旅費法の制定は昭和25年であるが、その源流は明治時代まで遡ることができる。内国旅行の旅費を初めて定めた明治19年閣令第14号は、旅費種目として、汽車賃、汽船賃、車馬賃及び日当を規定し、外国旅行の旅費を初めて定めた明治20年閣令第12号は、旅費種目として、船舶料、汽車料、客舎料、食卓料、日当及び支度料を規定した。このとおり、日当は明治時代の制定当初から旅費種目として規定されており、その定額は、内国で50銭から4円*1、外国で60銭から4円*2となっていた。また、宿泊料については、明治19年閣令第14号では明確に規定されておらず、「公務ノ都合ニ依リ宿泊ヲ要スルトキハ宿泊ノ數ニ應シテ日當ヲ支給スヘシ*3」として、宿泊に要する費用は日当で支弁することとしていた(宿泊料としては、明治30年の改正により旅費種目に追加)。一方、明治20年閣令第12号においては、外国旅行における宿泊に要する費用を支給する旅費として客舎料が規定され、その定額は1円50銭から8円*4であった。当時と現代との物価の違いもあり、どの程度の支給水準であったかなど正確なところは判然としないものの、金額の違いを見るだけでも、旅費法の持つ長い歴史を感じることができるであろう。
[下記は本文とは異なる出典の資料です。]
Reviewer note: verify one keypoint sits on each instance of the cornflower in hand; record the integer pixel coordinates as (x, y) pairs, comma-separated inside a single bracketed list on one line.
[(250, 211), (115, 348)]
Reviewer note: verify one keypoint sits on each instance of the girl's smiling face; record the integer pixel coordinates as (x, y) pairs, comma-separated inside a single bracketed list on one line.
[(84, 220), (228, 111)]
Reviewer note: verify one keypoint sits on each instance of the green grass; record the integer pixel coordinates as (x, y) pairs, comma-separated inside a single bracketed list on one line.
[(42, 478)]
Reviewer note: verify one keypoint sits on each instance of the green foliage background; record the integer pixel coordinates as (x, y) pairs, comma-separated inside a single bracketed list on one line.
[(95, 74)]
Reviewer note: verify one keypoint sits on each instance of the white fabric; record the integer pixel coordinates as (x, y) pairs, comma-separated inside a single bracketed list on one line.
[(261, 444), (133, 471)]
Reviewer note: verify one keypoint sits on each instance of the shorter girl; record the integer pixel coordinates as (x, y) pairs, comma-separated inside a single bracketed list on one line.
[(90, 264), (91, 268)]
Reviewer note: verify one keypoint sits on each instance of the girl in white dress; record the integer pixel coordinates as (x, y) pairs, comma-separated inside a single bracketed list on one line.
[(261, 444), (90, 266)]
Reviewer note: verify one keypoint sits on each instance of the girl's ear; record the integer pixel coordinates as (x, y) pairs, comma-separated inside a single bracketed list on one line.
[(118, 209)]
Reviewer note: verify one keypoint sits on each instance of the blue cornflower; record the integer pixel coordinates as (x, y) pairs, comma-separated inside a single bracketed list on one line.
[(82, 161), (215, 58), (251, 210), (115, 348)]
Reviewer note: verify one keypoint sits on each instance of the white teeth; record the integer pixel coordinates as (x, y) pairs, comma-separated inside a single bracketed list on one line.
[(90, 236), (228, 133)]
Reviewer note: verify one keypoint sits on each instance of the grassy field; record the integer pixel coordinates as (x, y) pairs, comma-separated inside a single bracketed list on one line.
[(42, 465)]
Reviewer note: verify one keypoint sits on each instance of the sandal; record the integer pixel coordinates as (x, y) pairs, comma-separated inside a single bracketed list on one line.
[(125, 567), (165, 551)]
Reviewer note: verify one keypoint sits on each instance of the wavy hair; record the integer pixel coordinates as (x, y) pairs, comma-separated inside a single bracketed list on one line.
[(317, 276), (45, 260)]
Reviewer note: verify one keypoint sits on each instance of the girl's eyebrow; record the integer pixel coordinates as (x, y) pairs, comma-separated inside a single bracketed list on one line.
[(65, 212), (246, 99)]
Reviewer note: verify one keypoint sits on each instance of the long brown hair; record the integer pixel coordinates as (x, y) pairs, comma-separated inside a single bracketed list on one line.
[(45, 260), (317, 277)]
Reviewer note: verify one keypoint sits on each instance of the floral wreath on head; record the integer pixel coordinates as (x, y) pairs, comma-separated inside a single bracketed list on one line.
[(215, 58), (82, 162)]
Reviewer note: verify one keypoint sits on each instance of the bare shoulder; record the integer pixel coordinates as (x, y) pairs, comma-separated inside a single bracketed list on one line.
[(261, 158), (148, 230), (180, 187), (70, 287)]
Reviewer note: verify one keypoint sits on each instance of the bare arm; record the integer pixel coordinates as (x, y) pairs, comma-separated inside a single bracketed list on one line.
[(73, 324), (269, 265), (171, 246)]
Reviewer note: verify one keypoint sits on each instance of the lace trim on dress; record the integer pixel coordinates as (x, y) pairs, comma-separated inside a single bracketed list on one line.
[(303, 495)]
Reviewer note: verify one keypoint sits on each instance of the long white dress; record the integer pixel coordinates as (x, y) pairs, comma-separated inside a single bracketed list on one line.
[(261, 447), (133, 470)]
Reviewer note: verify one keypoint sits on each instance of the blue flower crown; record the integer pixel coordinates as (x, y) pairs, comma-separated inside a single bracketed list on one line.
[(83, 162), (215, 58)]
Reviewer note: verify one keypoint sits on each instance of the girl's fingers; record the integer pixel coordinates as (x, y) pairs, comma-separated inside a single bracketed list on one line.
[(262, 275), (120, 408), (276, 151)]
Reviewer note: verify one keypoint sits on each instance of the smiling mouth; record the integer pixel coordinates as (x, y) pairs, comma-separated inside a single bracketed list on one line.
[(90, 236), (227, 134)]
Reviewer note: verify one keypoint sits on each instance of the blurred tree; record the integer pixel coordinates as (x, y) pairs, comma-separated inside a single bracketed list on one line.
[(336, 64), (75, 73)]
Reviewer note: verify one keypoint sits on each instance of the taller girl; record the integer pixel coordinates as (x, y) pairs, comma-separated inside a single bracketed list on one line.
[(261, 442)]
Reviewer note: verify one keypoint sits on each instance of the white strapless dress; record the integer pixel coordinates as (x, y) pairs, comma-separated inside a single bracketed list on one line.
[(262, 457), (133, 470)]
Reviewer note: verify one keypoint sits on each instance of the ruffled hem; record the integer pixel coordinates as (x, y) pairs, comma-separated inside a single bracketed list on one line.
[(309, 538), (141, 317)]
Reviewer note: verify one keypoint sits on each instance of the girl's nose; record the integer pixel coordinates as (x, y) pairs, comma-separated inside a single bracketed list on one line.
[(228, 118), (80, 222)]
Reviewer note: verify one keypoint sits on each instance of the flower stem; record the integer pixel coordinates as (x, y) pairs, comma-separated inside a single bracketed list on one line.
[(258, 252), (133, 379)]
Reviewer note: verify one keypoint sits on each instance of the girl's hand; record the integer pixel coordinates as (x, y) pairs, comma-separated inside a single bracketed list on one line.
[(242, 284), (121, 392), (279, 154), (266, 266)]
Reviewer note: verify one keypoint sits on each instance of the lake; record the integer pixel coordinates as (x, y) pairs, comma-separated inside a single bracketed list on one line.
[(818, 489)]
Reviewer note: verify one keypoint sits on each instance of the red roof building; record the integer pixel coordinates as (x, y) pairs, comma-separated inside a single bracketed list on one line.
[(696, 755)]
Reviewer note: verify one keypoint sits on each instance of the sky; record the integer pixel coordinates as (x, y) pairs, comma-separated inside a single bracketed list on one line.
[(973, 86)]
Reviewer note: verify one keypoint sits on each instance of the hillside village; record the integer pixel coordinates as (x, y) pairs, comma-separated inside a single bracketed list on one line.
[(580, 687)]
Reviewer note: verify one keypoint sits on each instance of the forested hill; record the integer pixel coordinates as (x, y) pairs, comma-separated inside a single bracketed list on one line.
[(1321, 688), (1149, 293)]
その後、幾多の改正を経て、現行の旅費法において、日当は内国で1,700円から3,800円、外国で3,200円から13,100円、宿泊料は内国で7,800円から19,100円、外国で9,700円から40,200円となっており、金額だけを見ると相当の増額がなされてきた。
しかしながら、前述のとおり、最近ではインバウンドの増加や為替・物価の変動等により、特に宿泊料の定額と実際の宿泊料金に乖離が生じる事例が増加している。このような事態に対して、財務省としては、必要な旅費を支給することができるよう、旅費法の規定に基づき、各府省等と協議のうえ旅費を増額して支給することができる調整を行うとともに、増額手続に係る職員の事務負担の軽減を図るため、包括的な協議の締結や個々の協議の事務簡素化を行い、対外的な説明責任を果たしつつ事務の合理化を実施してきた。しかしながら、これらの運用による対応も年々難しくなってきていることなどもあり、今般の抜本的な見直しに繋がったのである。
今般の旅費法の改正と旅費法施行令の制定を経て、冒頭で触れた宿泊費基準額と宿泊手当の定額は、現行の宿泊料と日当の定額から内容を大幅に見直したことに加え、規定する法令についても旅費法から改正後の「国家公務員等の旅費支給規程」(昭和25年大蔵省令第45号。以下「旅費法省令」という。)へと大きく移動した。
続く2章及び3章では、旅費法省令の改正の内容を紹介する。
2.改正旅費法省令の概要
改正旅費法省令は、国家公務員等の旅費に関する法律の一部を改正する法律(令和6年法律第22号)及び旅費法施行令の施行に伴い、改正後の旅費法及び旅費法施行令の委任に基づき、旅費の種目及び内容に係る細則その他法令の実施のために必要な事項を規定している。その概要は、【図1 「国家公務員等の旅費支給規程の一部を改正する省令」について】のとおりである。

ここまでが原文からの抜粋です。